LMC Automotive has raised its forecast for US light vehicle sales from 14.3m to 14.5m in 2012. The upward revision has been prompted by recent strong sales.

LMC's North American vehicle production forecast for 2012 has also been revised up from 14.3m units to 14.9m units.

The automotive forecasting company also says that the PA-12 resin risk caused by a plant explosion in Germany in March is 'now relatively low'.
“Another healthy retail selling pace in May, combined with a fleet mix of more than 20%, is driving the further improvement in the 2012 outlook for US light-vehicle sales,” said Jeff Schuster, senior vice president of forecasting at LMC Automotive. “There is little question that this market currently has momentum, but it also is benefiting from the stability in the economic and macro fundamentals required to sustain a higher selling rate throughout the remainder of the year.”
May new-vehicle retail sales are projected to come in at 1,087,000 units, which represents a seasonally adjusted annualised rate (SAAR) of 11.6m units. Volume is expected to increase 20% compared with May 2011, after adjusting for the two additional selling days this month.
“This is the largest year-over-year gain since February 2011, when sales increased 27%, compared with February 2010,” said John Humphrey, senior vice president of global automotive operations at JD Power and Associates. “The fact that we continue to see strong month-over-month results in retail sales points to the underlying strength of the recovery for the industry going forward. In light of the actions that many automakers took to lower their cost base during the recent downturn, this continued increase in volume certainly bodes well for sector profitability in the near term.”
Total light vehicle sales in May are projected to come in at 1,384,000 units, which is a 21% increase from May 2011. Fleet volume as a percentage of total light vehicle volume is expected to remain high in May, representing 22% of total sales.
North American vehicle production prospects
Vehicle production in North America is continuing to benefit from higher sales this year. LMC says that North American light vehicle production through April this year is up nearly 22% on last year as nearly 1m additional vehicles were built in the first four months of 2012 than in the same period last year. Growth in US manufacturing leads the overall North America region with a 25% year-to-date increase. Production in Mexico is up 19% and Canadian manufacturing is 14% higher. North American production in the second quarter is anticipated by LMC to increase by more than 20% from 2011, with more than 3.8m units expected to be built. 

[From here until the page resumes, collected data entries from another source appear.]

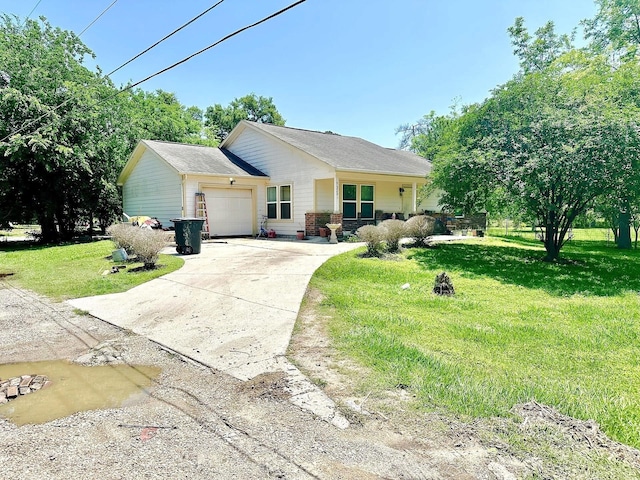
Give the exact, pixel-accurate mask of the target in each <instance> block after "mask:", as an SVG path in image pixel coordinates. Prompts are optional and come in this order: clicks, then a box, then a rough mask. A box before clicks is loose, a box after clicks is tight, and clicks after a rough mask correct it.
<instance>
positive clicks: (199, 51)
mask: <svg viewBox="0 0 640 480" xmlns="http://www.w3.org/2000/svg"><path fill="white" fill-rule="evenodd" d="M306 1H307V0H298V1H297V2H295V3H292V4H291V5H289V6H288V7H285V8H283V9H282V10H278V11H277V12H275V13H272V14H271V15H269V16H267V17H264V18H263V19H262V20H258V21H257V22H255V23H252V24H251V25H247V26H246V27H242V28H240V29H238V30H236V31H235V32H233V33H230V34H229V35H227V36H225V37H223V38H221V39H220V40H218V41H217V42H215V43H212V44H211V45H209V46H208V47H205V48H203V49H202V50H199V51H197V52H196V53H193V54H191V55H189V56H188V57H186V58H183V59H182V60H180V61H179V62H176V63H174V64H173V65H170V66H168V67H166V68H163V69H162V70H159V71H157V72H156V73H154V74H152V75H149V76H148V77H147V78H144V79H142V80H140V81H139V82H136V83H134V84H132V85H129V86H127V87H126V88H124V89H122V90H120V92H118V94H120V93H121V92H124V91H125V90H129V89H131V88H133V87H137V86H138V85H140V84H141V83H144V82H146V81H147V80H151V79H152V78H154V77H157V76H158V75H161V74H163V73H165V72H168V71H169V70H171V69H173V68H175V67H177V66H178V65H182V64H183V63H186V62H188V61H189V60H191V59H192V58H194V57H197V56H198V55H200V54H201V53H204V52H206V51H207V50H209V49H211V48H213V47H215V46H217V45H220V44H221V43H222V42H224V41H226V40H229V39H230V38H231V37H235V36H236V35H238V34H239V33H242V32H244V31H245V30H249V29H250V28H253V27H257V26H258V25H260V24H261V23H264V22H266V21H268V20H271V19H272V18H275V17H277V16H278V15H282V14H283V13H284V12H286V11H287V10H291V9H292V8H294V7H297V6H298V5H300V4H301V3H304V2H306Z"/></svg>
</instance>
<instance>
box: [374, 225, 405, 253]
mask: <svg viewBox="0 0 640 480" xmlns="http://www.w3.org/2000/svg"><path fill="white" fill-rule="evenodd" d="M379 228H381V229H382V232H383V238H384V241H385V243H386V246H387V248H386V250H387V252H389V253H396V252H398V250H400V240H402V238H403V237H404V236H405V222H404V221H402V220H395V219H389V220H385V221H384V222H382V223H381V224H380V225H379Z"/></svg>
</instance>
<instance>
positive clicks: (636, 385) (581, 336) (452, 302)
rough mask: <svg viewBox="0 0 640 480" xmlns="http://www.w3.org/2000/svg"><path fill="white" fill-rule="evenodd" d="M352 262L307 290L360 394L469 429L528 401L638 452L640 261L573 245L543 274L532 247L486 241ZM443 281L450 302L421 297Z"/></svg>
mask: <svg viewBox="0 0 640 480" xmlns="http://www.w3.org/2000/svg"><path fill="white" fill-rule="evenodd" d="M358 252H361V251H358ZM358 252H350V253H346V254H343V255H341V256H339V257H334V258H333V259H331V260H329V261H328V262H327V263H326V264H325V265H323V266H322V267H321V268H320V269H319V270H318V271H317V272H316V274H315V276H314V277H313V279H312V283H311V285H312V286H313V287H316V288H319V289H320V290H321V291H322V292H323V294H324V295H325V300H324V301H323V303H322V307H321V308H325V309H327V310H330V311H331V317H332V320H331V321H330V331H331V333H332V335H333V337H334V338H335V341H336V345H337V346H338V348H340V349H341V350H342V351H343V352H345V353H346V354H348V355H351V356H352V357H353V358H355V359H356V360H358V361H359V362H361V363H362V364H364V365H366V366H367V367H369V369H370V370H371V371H372V372H373V375H374V377H373V378H370V379H369V380H368V381H369V382H371V383H374V384H378V385H380V386H382V387H384V388H397V387H402V388H407V387H408V388H410V389H412V391H413V392H414V393H415V394H416V395H417V398H418V399H419V401H420V403H421V404H422V405H423V406H424V407H426V408H435V409H441V410H443V411H447V412H453V413H455V414H459V415H469V416H472V417H490V416H495V415H498V416H505V415H508V414H509V410H510V409H511V408H512V407H513V405H515V404H517V403H522V402H526V401H529V400H532V399H535V400H537V401H538V402H541V403H544V404H547V405H552V406H555V407H556V408H558V410H559V411H560V412H562V413H564V414H567V415H571V416H573V417H576V418H579V419H585V420H586V419H595V420H596V421H597V422H598V423H599V424H600V426H601V428H602V429H603V430H604V431H605V432H606V433H607V434H608V435H609V436H610V437H612V438H614V439H616V440H618V441H621V442H624V443H627V444H629V445H632V446H635V447H640V348H638V347H639V343H640V297H639V296H638V292H639V291H640V253H639V252H638V251H618V250H615V249H614V248H612V247H611V246H609V247H607V246H606V244H604V243H603V242H594V241H580V240H576V241H573V242H572V243H571V245H568V246H566V247H565V248H564V249H563V250H562V252H561V256H562V257H564V258H565V259H566V260H567V261H566V262H564V263H555V264H554V263H545V262H542V261H540V259H541V258H542V257H543V254H544V251H543V249H542V247H541V245H540V243H539V242H536V241H535V240H527V239H513V238H509V239H494V238H485V239H480V240H471V241H465V242H459V243H450V244H443V245H440V246H439V247H437V248H433V249H416V250H407V251H406V252H405V255H404V260H403V261H384V260H380V259H365V258H359V257H358V256H357V255H358ZM442 271H446V272H447V273H448V274H449V275H450V277H451V279H452V281H453V283H454V286H455V289H456V295H455V296H453V297H438V296H436V295H434V294H432V293H431V289H432V288H433V282H434V279H435V276H436V274H438V273H440V272H442ZM405 283H409V284H410V285H411V286H410V288H408V289H406V290H403V289H402V288H401V286H402V285H403V284H405Z"/></svg>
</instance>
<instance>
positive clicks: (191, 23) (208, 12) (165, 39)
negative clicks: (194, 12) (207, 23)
mask: <svg viewBox="0 0 640 480" xmlns="http://www.w3.org/2000/svg"><path fill="white" fill-rule="evenodd" d="M222 2H224V0H220V1H219V2H218V3H216V4H215V5H212V6H211V7H209V8H207V9H206V10H205V11H204V12H202V13H201V14H199V15H198V16H196V17H194V18H192V19H191V20H189V21H188V22H187V23H185V24H184V25H182V26H181V27H178V28H177V29H175V30H174V31H173V32H171V33H170V34H169V35H166V36H165V37H164V38H162V39H160V40H158V41H157V42H156V43H154V44H153V45H151V46H150V47H149V48H147V49H145V50H143V51H142V52H140V53H139V54H137V55H136V56H135V57H131V58H130V59H129V60H127V61H126V62H124V63H123V64H122V65H120V66H119V67H118V68H116V69H115V70H112V71H110V72H109V73H107V77H110V76H111V75H112V74H114V73H116V72H117V71H118V70H120V69H121V68H122V67H125V66H127V65H129V64H130V63H131V62H133V61H134V60H136V59H137V58H140V57H141V56H142V55H144V54H145V53H147V52H148V51H149V50H151V49H152V48H155V47H157V46H158V45H160V44H161V43H162V42H164V41H165V40H166V39H168V38H169V37H172V36H173V35H175V34H176V33H178V32H179V31H180V30H182V29H183V28H185V27H187V26H189V25H191V24H192V23H193V22H195V21H196V20H198V19H199V18H200V17H202V16H204V15H206V14H207V13H209V12H210V11H211V10H213V9H214V8H216V7H217V6H218V5H220V4H221V3H222Z"/></svg>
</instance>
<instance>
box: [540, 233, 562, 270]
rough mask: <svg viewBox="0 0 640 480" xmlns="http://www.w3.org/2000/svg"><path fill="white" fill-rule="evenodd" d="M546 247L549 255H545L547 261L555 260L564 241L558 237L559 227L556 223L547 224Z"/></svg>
mask: <svg viewBox="0 0 640 480" xmlns="http://www.w3.org/2000/svg"><path fill="white" fill-rule="evenodd" d="M544 235H545V236H544V248H545V250H546V251H547V255H546V256H545V257H544V261H545V262H555V261H556V260H558V256H559V255H560V245H562V242H560V241H559V239H558V227H557V226H556V225H549V224H548V225H547V226H546V231H545V233H544Z"/></svg>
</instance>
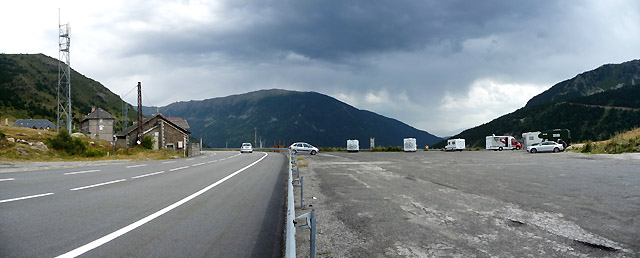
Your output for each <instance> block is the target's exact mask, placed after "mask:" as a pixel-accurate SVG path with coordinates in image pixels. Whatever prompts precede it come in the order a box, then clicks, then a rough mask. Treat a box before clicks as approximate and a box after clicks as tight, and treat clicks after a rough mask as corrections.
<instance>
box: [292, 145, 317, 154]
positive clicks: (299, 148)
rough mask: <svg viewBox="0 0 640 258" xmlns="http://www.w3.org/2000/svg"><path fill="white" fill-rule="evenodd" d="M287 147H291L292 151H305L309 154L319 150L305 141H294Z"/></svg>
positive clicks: (301, 151)
mask: <svg viewBox="0 0 640 258" xmlns="http://www.w3.org/2000/svg"><path fill="white" fill-rule="evenodd" d="M289 149H291V150H292V151H293V152H294V153H298V152H306V153H309V154H311V155H316V154H317V153H318V152H319V150H318V148H316V147H313V145H311V144H308V143H306V142H296V143H294V144H291V146H289Z"/></svg>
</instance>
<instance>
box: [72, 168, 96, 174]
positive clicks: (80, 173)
mask: <svg viewBox="0 0 640 258" xmlns="http://www.w3.org/2000/svg"><path fill="white" fill-rule="evenodd" d="M93 172H100V170H99V169H94V170H85V171H78V172H69V173H64V174H65V175H75V174H84V173H93Z"/></svg>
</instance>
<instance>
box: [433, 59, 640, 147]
mask: <svg viewBox="0 0 640 258" xmlns="http://www.w3.org/2000/svg"><path fill="white" fill-rule="evenodd" d="M638 96H640V60H633V61H629V62H625V63H622V64H607V65H603V66H601V67H599V68H597V69H595V70H592V71H588V72H584V73H581V74H579V75H577V76H576V77H574V78H572V79H569V80H566V81H563V82H560V83H558V84H556V85H554V86H552V87H551V88H550V89H548V90H547V91H545V92H543V93H541V94H539V95H537V96H535V97H533V98H532V99H531V100H529V102H528V103H527V105H526V106H524V107H523V108H520V109H518V110H516V111H514V112H512V113H509V114H506V115H504V116H501V117H499V118H496V119H494V120H492V121H491V122H488V123H485V124H482V125H479V126H476V127H474V128H471V129H467V130H465V131H463V132H461V133H460V134H458V135H454V136H452V137H451V138H464V139H466V143H467V146H475V147H484V144H485V137H486V136H487V135H492V134H495V135H512V136H515V137H516V138H520V137H521V136H522V133H524V132H532V131H543V130H549V129H557V128H563V129H569V130H570V131H571V138H572V139H571V140H572V141H573V142H580V141H586V140H591V141H600V140H605V139H608V138H609V137H611V136H612V135H613V134H615V133H618V132H622V131H626V130H630V129H633V128H636V127H640V98H638ZM445 145H446V141H441V142H439V143H438V144H436V145H434V147H435V148H442V147H444V146H445Z"/></svg>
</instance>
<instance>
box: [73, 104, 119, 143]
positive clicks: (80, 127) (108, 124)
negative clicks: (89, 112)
mask: <svg viewBox="0 0 640 258" xmlns="http://www.w3.org/2000/svg"><path fill="white" fill-rule="evenodd" d="M115 121H116V118H115V117H114V116H112V115H111V114H109V112H107V111H104V109H102V108H97V109H95V108H94V109H93V110H92V111H91V113H89V114H88V115H87V116H86V117H85V118H84V119H83V120H82V122H80V132H83V133H85V134H87V135H88V136H89V137H91V138H93V139H99V140H105V141H113V124H114V122H115Z"/></svg>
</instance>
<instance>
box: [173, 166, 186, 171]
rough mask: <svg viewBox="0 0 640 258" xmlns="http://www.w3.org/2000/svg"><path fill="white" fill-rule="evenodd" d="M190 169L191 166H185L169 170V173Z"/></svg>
mask: <svg viewBox="0 0 640 258" xmlns="http://www.w3.org/2000/svg"><path fill="white" fill-rule="evenodd" d="M188 167H189V166H184V167H179V168H172V169H169V171H176V170H180V169H185V168H188Z"/></svg>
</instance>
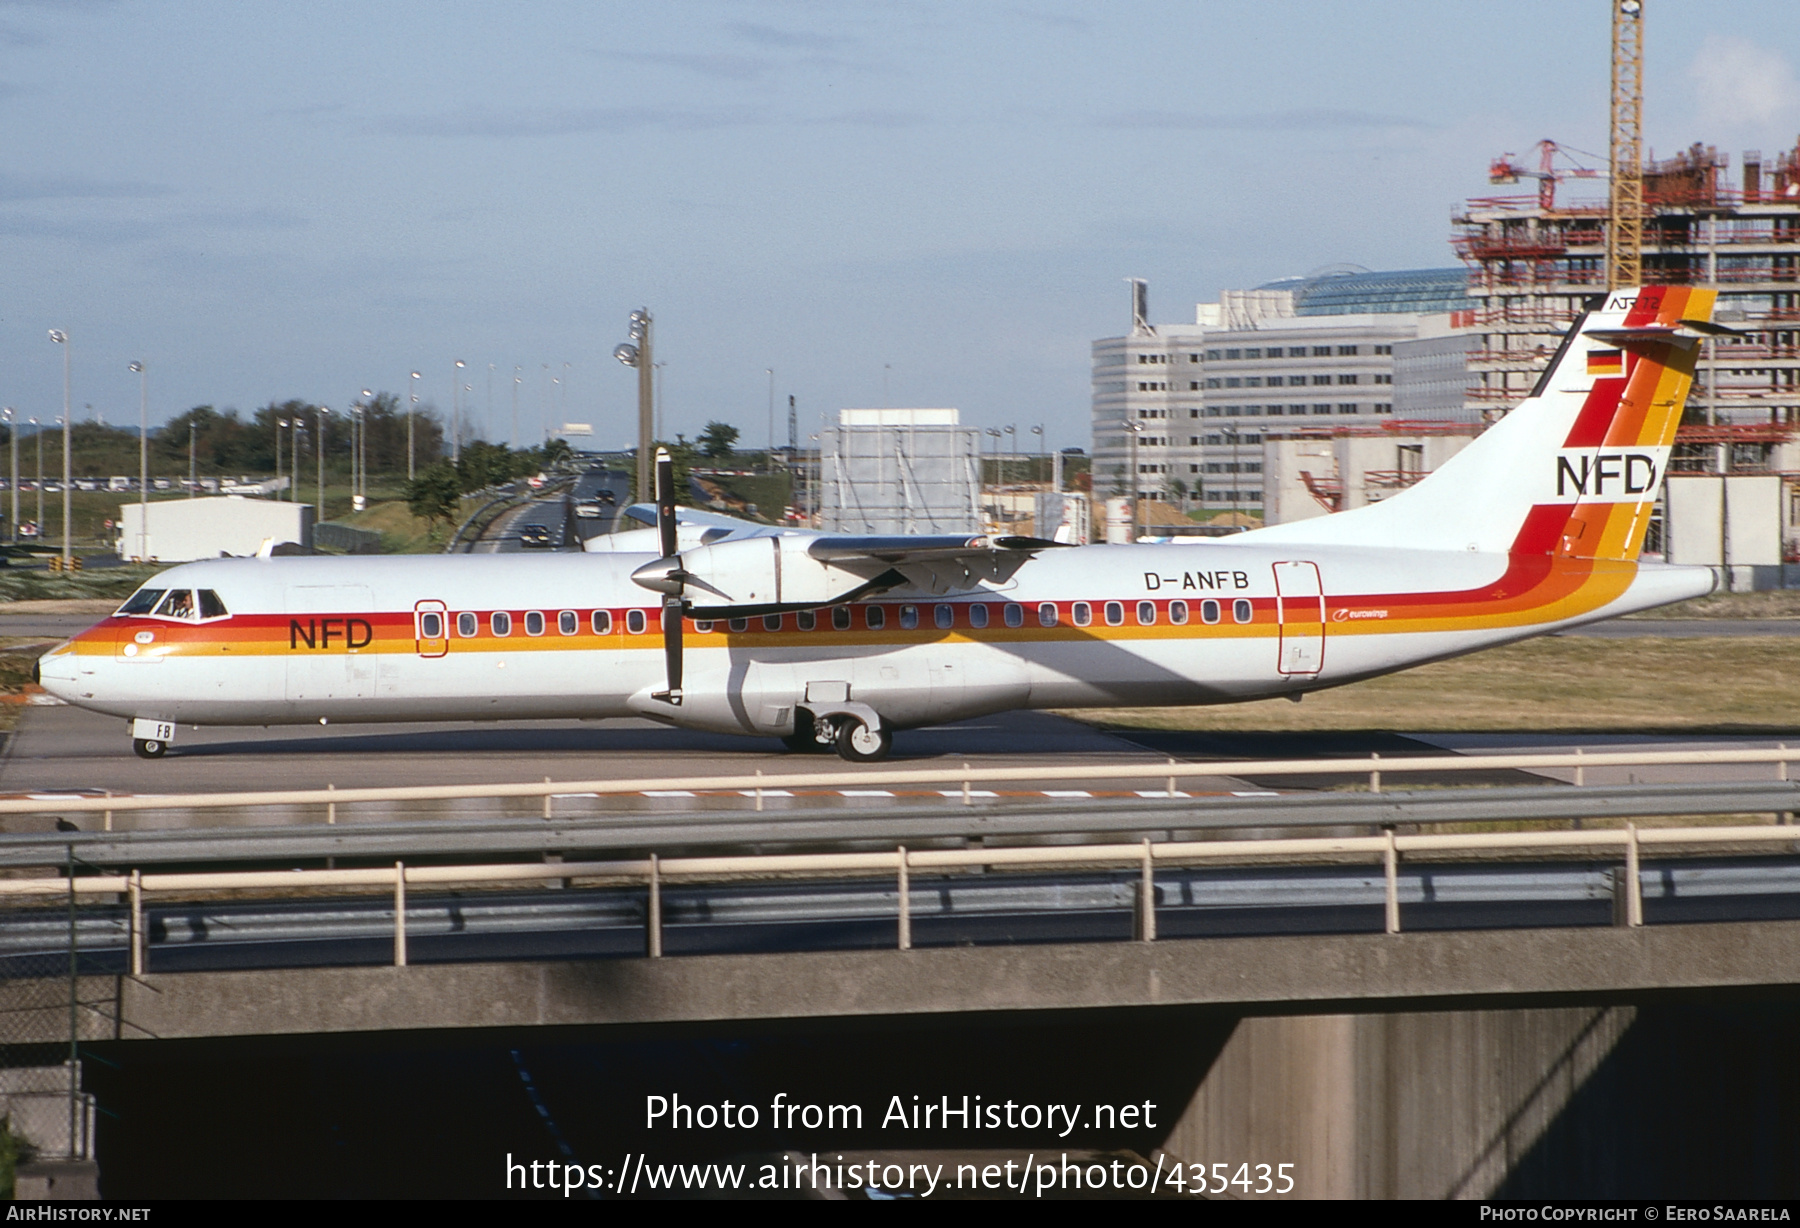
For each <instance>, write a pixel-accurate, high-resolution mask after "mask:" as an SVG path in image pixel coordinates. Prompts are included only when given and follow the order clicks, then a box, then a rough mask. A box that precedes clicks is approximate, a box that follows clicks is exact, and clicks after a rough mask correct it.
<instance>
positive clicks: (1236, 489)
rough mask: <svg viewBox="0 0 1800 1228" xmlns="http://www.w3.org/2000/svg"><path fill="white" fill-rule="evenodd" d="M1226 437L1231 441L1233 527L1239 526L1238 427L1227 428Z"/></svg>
mask: <svg viewBox="0 0 1800 1228" xmlns="http://www.w3.org/2000/svg"><path fill="white" fill-rule="evenodd" d="M1226 436H1228V438H1229V439H1231V526H1233V528H1242V526H1238V459H1237V445H1238V438H1237V427H1226Z"/></svg>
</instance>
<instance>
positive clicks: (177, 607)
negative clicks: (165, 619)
mask: <svg viewBox="0 0 1800 1228" xmlns="http://www.w3.org/2000/svg"><path fill="white" fill-rule="evenodd" d="M157 614H158V616H160V618H187V619H191V618H193V616H194V594H193V592H191V591H189V589H169V596H166V598H162V605H158V607H157Z"/></svg>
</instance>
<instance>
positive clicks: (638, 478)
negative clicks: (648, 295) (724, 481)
mask: <svg viewBox="0 0 1800 1228" xmlns="http://www.w3.org/2000/svg"><path fill="white" fill-rule="evenodd" d="M630 322H632V331H630V335H632V340H628V342H625V344H621V346H616V348H614V349H612V357H614V358H617V360H619V362H623V364H625V366H628V367H637V499H639V501H644V499H653V497H655V486H653V484H652V474H650V466H652V463H653V457H652V448H650V445H652V443H653V439H652V432H653V430H655V425H657V423H655V405H653V396H652V376H653V375H655V355H653V351H652V344H650V342H652V328H650V326H652V319H650V308H637V310H635V312H632V321H630Z"/></svg>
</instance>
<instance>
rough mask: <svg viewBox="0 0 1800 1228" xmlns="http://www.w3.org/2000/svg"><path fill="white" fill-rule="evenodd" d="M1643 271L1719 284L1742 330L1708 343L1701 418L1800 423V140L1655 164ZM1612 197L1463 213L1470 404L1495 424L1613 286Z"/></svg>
mask: <svg viewBox="0 0 1800 1228" xmlns="http://www.w3.org/2000/svg"><path fill="white" fill-rule="evenodd" d="M1642 189H1643V205H1642V207H1643V216H1642V229H1643V234H1642V279H1643V281H1645V283H1658V284H1696V286H1717V290H1719V302H1717V312H1715V319H1719V321H1723V322H1728V324H1730V326H1732V328H1737V330H1742V335H1741V337H1730V339H1719V340H1714V342H1708V346H1706V349H1705V351H1703V355H1701V364H1699V373H1697V376H1696V382H1694V393H1692V396H1690V400H1688V407H1690V409H1688V416H1690V420H1694V421H1703V423H1753V421H1760V423H1800V148H1796V149H1789V151H1786V153H1782V155H1778V157H1775V158H1771V160H1768V162H1766V160H1764V158H1762V155H1760V153H1755V151H1751V153H1746V155H1744V166H1742V178H1741V182H1739V184H1733V182H1732V176H1730V158H1728V155H1723V153H1719V151H1717V149H1715V148H1714V146H1706V144H1694V146H1690V148H1687V149H1683V151H1681V153H1678V155H1676V157H1672V158H1665V160H1660V162H1658V160H1651V162H1647V164H1645V166H1643V175H1642ZM1611 212H1613V209H1611V202H1609V200H1606V198H1602V200H1561V198H1559V200H1555V202H1553V203H1548V205H1546V202H1544V198H1543V194H1530V196H1525V194H1521V196H1481V198H1474V200H1469V202H1467V203H1465V205H1463V207H1462V209H1460V211H1458V212H1456V216H1454V218H1453V221H1454V227H1456V232H1454V236H1453V239H1451V243H1453V247H1454V248H1456V254H1458V256H1460V257H1462V259H1463V263H1465V265H1467V266H1469V297H1471V299H1474V301H1476V306H1474V310H1472V312H1469V313H1465V315H1463V319H1458V324H1460V326H1465V328H1469V330H1472V331H1474V333H1476V335H1478V340H1476V342H1474V346H1472V349H1471V353H1469V394H1467V402H1465V403H1467V409H1469V411H1472V412H1474V414H1476V416H1478V418H1480V420H1483V421H1492V420H1494V418H1498V416H1499V414H1503V412H1505V411H1507V409H1510V407H1512V405H1514V403H1517V402H1519V400H1523V398H1525V396H1526V394H1528V393H1530V389H1532V384H1534V382H1535V380H1537V375H1539V371H1541V369H1543V366H1544V362H1546V360H1548V358H1550V355H1552V353H1553V351H1555V348H1557V342H1559V340H1561V337H1562V333H1564V330H1566V328H1568V326H1570V322H1571V321H1573V319H1575V317H1577V315H1579V313H1580V312H1582V310H1584V308H1586V306H1588V304H1589V301H1591V299H1593V297H1595V295H1598V293H1602V292H1604V290H1606V257H1607V230H1609V225H1611Z"/></svg>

LMC notes that several manufacturers have limited normal summer shutdowns this year in order to keep pace with vehicle demand and stabilise inventory throughout the summer selling season.
LMC estimates that vehicle inventory at the beginning of May remains stable at a 55-days supply, a slight increase from a 54-days supply in April. Car inventory remains at a below-normal level, with a 45-days supply in early May, up from 44 days in April, as demand for cars has increased due to higher fuel prices. Truck inventory levels are also stable in May at a 67-days supply, up from a 66-days supply in April.
The robust sales pace continues to drive a stronger outlook for North American production, LMC says. As a result, LMC Automotive has increased the North American production outlook for 2012 to 14.9m units (up from 14.3m units), which represents 14% growth from 13.1m units built in 2011.
“With the increase in demand and more pronounced production recovery with the Japanese manufacturers, North American production volume for the remainder of 2012 is expected to be vigorous,” said Schuster. “Risk of volume loss related the PA-12 resin issue appears to have been abated, therefore no longer constraining further growth in production volume.”